Master Out + Nashville Pussy @ Crossroad, La Rochelle 01.05.2026
1 mai 2026 0 Par ChachaLe mois de mai démarre fort à La Rochelle avec une soirée placée sous le signe du gros son et de la sueur. Une salle pleine, une ambiance électrique et un public prêt à en découdre : tous les ingrédients étaient réunis pour une nuit de rock comme on les aime.
Reformé après plus de vingt ans d’absence, Master Out signe un retour qui ne passe clairement pas inaperçu. Porté par Carl Ceccarello (chant/guitare), Sylvain Martin (guitare), Antoine Bouchet (batterie) et Guillaume Vincent (basse), le groupe livre un set solide et inspiré.
Dès les premiers riffs, leur univers hybride s’impose : une fusion audacieuse entre shoegaze et metal, oscillant sans prévenir entre nappes atmosphériques et décharges abrasives. Par moments, difficile de ne pas penser à Soundgarden, avant que le groupe ne bifurque vers des terrains plus grunge, stoner ou carrément planants.
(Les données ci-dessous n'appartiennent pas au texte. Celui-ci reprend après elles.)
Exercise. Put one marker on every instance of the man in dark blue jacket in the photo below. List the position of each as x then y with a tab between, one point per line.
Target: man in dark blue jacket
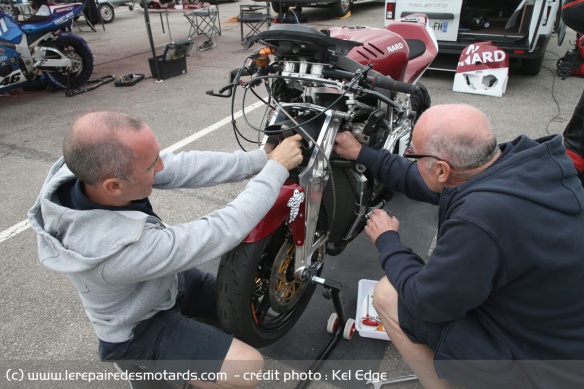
573	17
500	303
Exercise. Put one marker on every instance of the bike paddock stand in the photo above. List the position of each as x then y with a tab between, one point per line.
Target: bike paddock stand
97	83
332	290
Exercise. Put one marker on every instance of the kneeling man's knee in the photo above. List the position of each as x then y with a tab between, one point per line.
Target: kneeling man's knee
385	299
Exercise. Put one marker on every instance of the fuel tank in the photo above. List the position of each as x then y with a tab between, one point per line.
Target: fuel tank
387	51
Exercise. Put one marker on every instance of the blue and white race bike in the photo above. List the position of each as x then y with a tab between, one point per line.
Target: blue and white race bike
43	48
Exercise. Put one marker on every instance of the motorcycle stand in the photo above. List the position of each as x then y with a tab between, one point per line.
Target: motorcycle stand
99	82
333	290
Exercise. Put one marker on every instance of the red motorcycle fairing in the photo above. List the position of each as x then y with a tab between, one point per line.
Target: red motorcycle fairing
386	51
423	45
289	206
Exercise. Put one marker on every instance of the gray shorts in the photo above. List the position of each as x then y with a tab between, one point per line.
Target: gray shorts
171	341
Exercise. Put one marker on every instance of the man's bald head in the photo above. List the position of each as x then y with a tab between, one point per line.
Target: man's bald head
458	133
93	148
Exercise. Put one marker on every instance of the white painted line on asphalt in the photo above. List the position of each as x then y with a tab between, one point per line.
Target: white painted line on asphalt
14	230
211	128
25	225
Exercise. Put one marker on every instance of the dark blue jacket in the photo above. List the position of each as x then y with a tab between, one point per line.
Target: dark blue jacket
507	272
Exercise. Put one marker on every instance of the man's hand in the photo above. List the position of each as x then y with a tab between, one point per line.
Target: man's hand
380	222
288	152
347	146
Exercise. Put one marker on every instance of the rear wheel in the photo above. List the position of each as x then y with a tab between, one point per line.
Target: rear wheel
341	7
107	13
81	57
532	67
276	7
259	300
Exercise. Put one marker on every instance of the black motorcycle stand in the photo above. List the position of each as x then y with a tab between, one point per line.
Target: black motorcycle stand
333	289
97	83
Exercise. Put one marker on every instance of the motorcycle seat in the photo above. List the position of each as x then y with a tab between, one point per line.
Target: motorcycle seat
35	19
417	48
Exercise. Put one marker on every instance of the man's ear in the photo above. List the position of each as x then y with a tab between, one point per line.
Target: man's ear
442	171
112	186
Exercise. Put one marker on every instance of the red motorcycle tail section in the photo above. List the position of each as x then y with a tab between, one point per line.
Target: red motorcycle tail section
385	50
289	207
423	45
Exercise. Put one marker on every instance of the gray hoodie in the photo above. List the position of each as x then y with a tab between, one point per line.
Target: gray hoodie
124	264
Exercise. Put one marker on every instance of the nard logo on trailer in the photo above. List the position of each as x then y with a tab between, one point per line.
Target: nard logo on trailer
397	46
482	69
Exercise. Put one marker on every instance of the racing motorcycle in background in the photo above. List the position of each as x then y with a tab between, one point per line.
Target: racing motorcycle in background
357	79
39	48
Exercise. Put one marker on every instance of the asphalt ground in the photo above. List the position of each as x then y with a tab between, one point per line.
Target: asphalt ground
41	319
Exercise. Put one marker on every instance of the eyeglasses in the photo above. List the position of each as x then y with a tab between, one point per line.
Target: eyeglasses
414	157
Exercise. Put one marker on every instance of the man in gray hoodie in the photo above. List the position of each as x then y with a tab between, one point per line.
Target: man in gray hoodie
135	275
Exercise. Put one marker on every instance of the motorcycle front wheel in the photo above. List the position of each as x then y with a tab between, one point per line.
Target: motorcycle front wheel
77	50
259	300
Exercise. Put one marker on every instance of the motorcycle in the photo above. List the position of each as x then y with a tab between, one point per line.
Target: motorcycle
358	79
38	49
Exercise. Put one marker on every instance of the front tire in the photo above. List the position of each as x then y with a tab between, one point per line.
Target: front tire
259	300
107	13
77	50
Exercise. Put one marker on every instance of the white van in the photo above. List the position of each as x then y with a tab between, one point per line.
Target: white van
522	28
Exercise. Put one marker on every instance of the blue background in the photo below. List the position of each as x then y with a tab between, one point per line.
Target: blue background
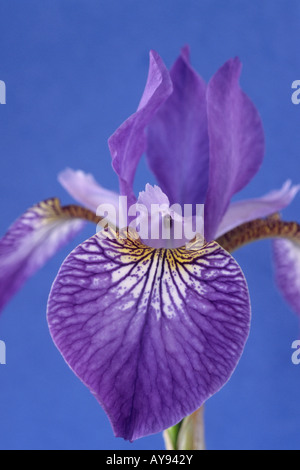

Le set est carré, dynamique, avec de vrais reliefs et une maîtrise évidente de leur identité sonore. Une belle découverte, d’autant plus surprenante qu’elle tranche complètement avec la tête d’affiche de la soirée. Leur nouvel EP New Horizon (sorti en février 2025) prend toute sa dimension sur scène : puissant, aérien et habité.

Changement d’ambiance radical avec Nashville Pussy, et dès les premières secondes, le ton est donné : ici, pas de fioritures. C’est du rock brut, viscéral, et ça cogne fort.
Mené par le duo explosif Blaine Cartwright et Ruyters Suys, le groupe enchaîne les riffs avec une énergie hallucinante, sans jamais relâcher la pression. Porté par des morceaux emblématiques comme Pussy’s Not a Dirty Word, Come On Come On, High as Hell, Why Why Why ou encore l’imparable Go Motherfucker Go, le set est une véritable démonstration de force. Ce n’est pas simplement un groupe de hard rock — c’est un niveau au-dessus. C’est l’essence même du rock’n’roll, dans ce qu’il a de plus sauvage et de plus sincère.
La puissance est « in your face », frontale, implacable. Impossible de rester immobile : ça danse, ça saute, ça pogote dans tous les sens. Le public est en fusion du début à la fin, porté par une machine parfaitement huilée. Derrière, Ben Thomas à la batterie et Bonnie Buitrago à la basse assurent avec une efficacité redoutable, plus discrets mais essentiels à cette déferlante sonore.
Côté moments marquants, le groupe n’a pas fait les choses à moitié : visiblement assoiffés, ils partagent une bouteille de Jack Daniel’s sur scène, avant que Blaine Cartwright ne pousse le délire plus loin en retirant son chapeau — révélant au passage une calvitie bien avancée — pour le transformer en récipient à bière improvisé. Rock’n’roll jusqu’au bout.
Et que dire du final ? Ruyters Suys, véritable guitar hero totalement déchaînée, s’allonge sur scène pour un solo furieux, allant jusqu’à détruire toutes les cordes de sa guitare. Complètement zinzin… et absolument génial.

Une soirée comme on en voit trop peu. Entre la surprise Master Out et la claque monumentale Nashville Pussy, le Crossroad confirme qu’il est en train de devenir the place to be pour tous les amateurs de gros riffs.
Un immense merci à Jean père et fils, patrons des lieux, qui nous offrent des concerts d’anthologie et redonnent à La Rochelle une vraie place sur la carte du rock. Parce que non, il n’y a pas que Paris dans la vie — il y a aussi le Sud-Ouest, et il était temps que ça se sache.